I own my own house. My title deed includes a property map and legal description. Neither I nor my mortgage lender asked a surveyor to certify it. Of course title insurance is cheaper than hiring a surveyor. My choice, my lenders choice. Now before I bought my last two homes I hired a licensed engineer to do my home inspection. I could have accepted the sellers inspection report, but the cost of an inspection by my own licensed professional provided me with real value and protection that I chose.
Let's look at the case of trying to determine if a hydrant is within 500 feet of a school. Who wants to know and why? Maybe the school principal has an administrative obligation to ensure that there is at least one hydrant within 500 feet of the school. The school has a couple options - consult GIS to reasonably determine if a hydrant is within 500 feet, or hire a surveyor. If they hire a surveyor, what is the scope of work? Is it to determine - yes/no - if a given hydrant is within 500 feet? or is it to measure precisely how far a given hydrant if from the school? And how did the school determine which hydrant to measure? If the school principal made an assessment that a given hydrant is the closest to the school based on visual observation is he/she practicing surveying? In reality, the school principal and administration should be able to make a reason judgement if they need a surveyor to answer the question or if visual observation or consulting a GIS is sufficient. The only value that a survey could provide in this case is to know precisely how far a given hydrant is from the school.

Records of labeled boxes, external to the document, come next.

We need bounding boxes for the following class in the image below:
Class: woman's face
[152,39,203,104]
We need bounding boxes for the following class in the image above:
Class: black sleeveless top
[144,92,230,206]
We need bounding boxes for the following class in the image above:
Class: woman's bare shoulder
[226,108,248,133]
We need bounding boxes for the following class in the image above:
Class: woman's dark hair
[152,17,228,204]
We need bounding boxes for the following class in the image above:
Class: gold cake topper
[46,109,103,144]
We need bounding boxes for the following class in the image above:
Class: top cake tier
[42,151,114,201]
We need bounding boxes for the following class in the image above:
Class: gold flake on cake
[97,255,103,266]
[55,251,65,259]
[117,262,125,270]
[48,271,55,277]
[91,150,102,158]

In King County we in GIS create official boundary maps and legal descriptions all the time. Within the next seven or eight months, across the United States, some of the most important boundary maps will be created without surveyors - political district maps with 2020 census data. In Washington the survey community has been quite for several years. The last flurry was in 2015 - at which point I authored a letter to the board of licensing that was signed by 10 Washington State Public Agencies. Read about this case and the letter here:
https://waurisa.org/resources/Documents/TheSummit/TheSummit_Issue39_2015_Summer.pdf
beginning at p. 3. Interestingly, the Board never responded to the letter, even though legally required to do so.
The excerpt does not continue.